Coptic Catholic eparchy in Egypt

The Coptic Catholic Eparchy of Ismaylia (Eparchia Ismailiensis) is a suffragan eparchy (Eastern Catholic diocese) of the Coptic Catholic Church, an Eastern Catholic Church in full communion with the Holy See (the Catholic Church).

Centered in the city of Ismailia, the eparchy's jurisdiction extends across the Canal Zone (Ismailia, Port Said, and Suez), the Sinai Peninsula, and the Sharqia Governorate. It operates under the Alexandrian Rite and is a suffragan see of the Coptic Catholic Patriarchate of Alexandria.

== History ==
The eparchy was erected on 17 December 1982 by Pope John Paul II, carved out of territory formerly belonging to the Coptic Catholic Eparchy of Alexandria. At its inception, the eparchy assumed responsibility for pastoral care in the rapidly growing Canal Zone and Sinai regions.
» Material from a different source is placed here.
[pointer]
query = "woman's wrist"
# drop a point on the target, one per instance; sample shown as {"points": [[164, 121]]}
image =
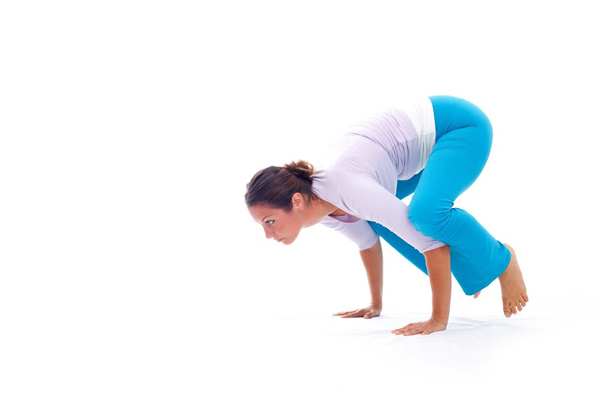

The first eparch was Youhanna Golta, who served as a patriarchal vicar until Athanasios Abadir was appointed as the first resident ordinary in 1983. Over the decades, the eparchy established numerous educational, medical, and charitable services, establishing a network of schools and clinics open to both Christian and Muslim populations in the region.

== Eparchial Bishops ==
- Athanasios Abadir (17 December 1982 – 25 May 1992)
- Youhannes Ezzat Zakaria Badir (23 November 1992 – 23 June 1994)
- Makarios Tewfik (23 June 1994 – 14 June 2019)
- Daniel Lotfy Khella (29 June 2019 – 23 September 2022)
  - Daniel Lotfy Khella (23 September 2022 – 31 March 2023), Patriarchal Administrator
- Pola Akhnoukh (since 31 March 2023 – Present)

== Statistics ==
The eparchy encompasses approximately 16 parishes and serves an estimated 10,000 Coptic Catholic faithful. It is served by diocesan and religious priests, alongside various orders of religious sisters who manage local schools, orphanages, and charitable centers.